Beyond PSM: A Tour of the Causal Inference Toolkit (DiD, IV, RDD)

So far in this series, we’ve become proficient with Propensity Score Matching (PSM). It’s a powerful tool for untangling causation from correlation in observational data. But what if your data doesn’t have good overlap? What if you’re worried about unobserved confounders PSM can’t touch?

You reach for a different tool.

Think of causal inference not as a single method, but as a well-stocked toolbox. PSM is your trusty screwdriver—versatile and commonly used. But some jobs require a hammer, a wrench, or a socket set.

Today, we’ll tour three other essential tools in the causal inference toolkit: Difference-in-Differences (DiD), Instrumental Variables (IV), and Regression Discontinuity Design (RDD). For each, we’ll learn its superpower, its kryptonite, and when to use it.

1. Difference-in-Differences (DiD): The Before-and-After Comparator

Core Idea: Compare the change in outcome for a treated group to the change in outcome for an untreated control group, before and after the treatment.

The Classic Example: Measuring the effect of a new minimum wage law in one state. You can’t randomize laws, but you can compare employment growth in that state (treated) to employment growth in a similar neighboring state (control), both before and after the law passed.
The Finance Example: Your bank launches a new fee-free checking account in half of its branches. To measure its impact on customer satisfaction (CSAT), you can:
- Pre-Period: Measure CSAT in both treatment and control branches.
- Post-Period: Measure CSAT again after the launch.
- The DiD Effect: (CSAT_Treatment_After - CSAT_Treatment_Before) - (CSAT_Control_After - CSAT_Control_Before)

Key Requirement: The Parallel Trends Assumption.
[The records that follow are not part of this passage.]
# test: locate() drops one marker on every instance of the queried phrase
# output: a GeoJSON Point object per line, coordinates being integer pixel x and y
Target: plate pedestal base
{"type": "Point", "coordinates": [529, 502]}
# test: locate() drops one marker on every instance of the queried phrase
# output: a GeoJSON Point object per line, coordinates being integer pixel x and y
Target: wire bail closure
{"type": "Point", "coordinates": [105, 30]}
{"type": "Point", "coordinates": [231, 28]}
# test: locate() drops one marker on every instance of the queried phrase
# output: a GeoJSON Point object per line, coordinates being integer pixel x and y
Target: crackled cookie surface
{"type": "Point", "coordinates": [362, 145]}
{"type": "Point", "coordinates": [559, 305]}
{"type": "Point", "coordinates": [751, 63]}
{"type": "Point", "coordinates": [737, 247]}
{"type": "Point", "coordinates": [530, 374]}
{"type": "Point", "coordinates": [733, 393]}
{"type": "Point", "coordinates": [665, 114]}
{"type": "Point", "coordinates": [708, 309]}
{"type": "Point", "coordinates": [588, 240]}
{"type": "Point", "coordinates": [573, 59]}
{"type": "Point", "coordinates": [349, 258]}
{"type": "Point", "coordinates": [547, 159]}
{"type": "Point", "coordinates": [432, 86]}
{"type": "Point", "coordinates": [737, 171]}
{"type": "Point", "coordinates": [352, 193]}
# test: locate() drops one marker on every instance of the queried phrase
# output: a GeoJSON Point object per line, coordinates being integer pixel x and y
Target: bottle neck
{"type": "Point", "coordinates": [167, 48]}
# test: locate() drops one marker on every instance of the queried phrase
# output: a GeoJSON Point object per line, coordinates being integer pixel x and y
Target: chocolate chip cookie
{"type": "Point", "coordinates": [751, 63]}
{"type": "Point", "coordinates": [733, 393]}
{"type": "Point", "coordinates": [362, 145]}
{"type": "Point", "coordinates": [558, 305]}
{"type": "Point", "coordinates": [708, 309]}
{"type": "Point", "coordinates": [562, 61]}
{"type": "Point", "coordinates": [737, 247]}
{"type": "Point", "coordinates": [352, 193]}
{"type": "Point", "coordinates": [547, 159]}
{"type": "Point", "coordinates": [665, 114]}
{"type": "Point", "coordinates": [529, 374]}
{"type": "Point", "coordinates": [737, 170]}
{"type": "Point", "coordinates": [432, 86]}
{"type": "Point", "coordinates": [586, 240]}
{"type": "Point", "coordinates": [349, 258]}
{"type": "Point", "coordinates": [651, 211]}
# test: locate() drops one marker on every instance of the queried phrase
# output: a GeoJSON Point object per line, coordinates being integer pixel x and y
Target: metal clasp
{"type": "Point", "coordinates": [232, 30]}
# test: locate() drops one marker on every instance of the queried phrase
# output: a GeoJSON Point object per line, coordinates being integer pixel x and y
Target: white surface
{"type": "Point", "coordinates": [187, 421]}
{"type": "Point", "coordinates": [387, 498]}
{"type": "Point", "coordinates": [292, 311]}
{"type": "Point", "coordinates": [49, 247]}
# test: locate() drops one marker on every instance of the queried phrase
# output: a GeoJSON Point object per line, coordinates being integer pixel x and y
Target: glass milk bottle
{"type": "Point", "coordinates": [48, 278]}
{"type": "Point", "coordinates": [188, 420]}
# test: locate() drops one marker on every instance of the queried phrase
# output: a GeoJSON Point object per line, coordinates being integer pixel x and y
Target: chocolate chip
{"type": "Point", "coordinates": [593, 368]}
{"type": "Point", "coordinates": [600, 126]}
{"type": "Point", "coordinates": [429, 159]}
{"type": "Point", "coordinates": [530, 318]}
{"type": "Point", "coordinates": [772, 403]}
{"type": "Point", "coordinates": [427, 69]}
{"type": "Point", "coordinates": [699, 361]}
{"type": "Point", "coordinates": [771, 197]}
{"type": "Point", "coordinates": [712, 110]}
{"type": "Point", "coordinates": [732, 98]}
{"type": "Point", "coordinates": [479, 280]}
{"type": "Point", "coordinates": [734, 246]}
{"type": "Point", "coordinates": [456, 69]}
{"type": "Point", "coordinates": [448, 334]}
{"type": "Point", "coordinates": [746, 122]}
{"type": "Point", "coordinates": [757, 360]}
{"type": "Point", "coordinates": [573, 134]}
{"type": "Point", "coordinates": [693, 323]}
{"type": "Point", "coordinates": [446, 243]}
This assumes that in the absence of the treatment, the difference between the treatment and control groups would have remained constant over time. The control group’s trend is your counterfactual for the treatment group.

When It Breaks: If an unrelated event (e.g., a recession) hits the treatment group harder than the control group at the same time, it will violate parallel trends and bias your result.

2. Instrumental Variables (IV): The Natural Experiment Finder

Core Idea: Use a third variable—an “instrument”—that influences the treatment but affects the outcome only through its effect on the treatment.

The Classic Example: Estimating the effect of military service on lifetime earnings. The problem: motivated and disciplined people are more likely to serve and earn more (confounding by “grit”). A good instrument: draft lottery number. It strongly predicts who serves (relevance) but likely doesn’t affect earnings except through military service (exclusion restriction).
The Finance Example: You want to know the true effect of using a robo-advisor (treatment) on investment returns (outcome). The problem: financially savvy people are more likely to use the tool and get better returns. A potential instrument: a promo code mailed randomly to a subset of customers. It encourages tool adoption (relevance) and, if randomized, should not directly affect returns (exclusion restriction).

Key Requirement: A valid instrument. This is the hardest part. The instrument must be:

Relevant: Correlated with the treatment.
Exogenous: Not correlated with the error term (i.e., it affects the outcome only through the treatment).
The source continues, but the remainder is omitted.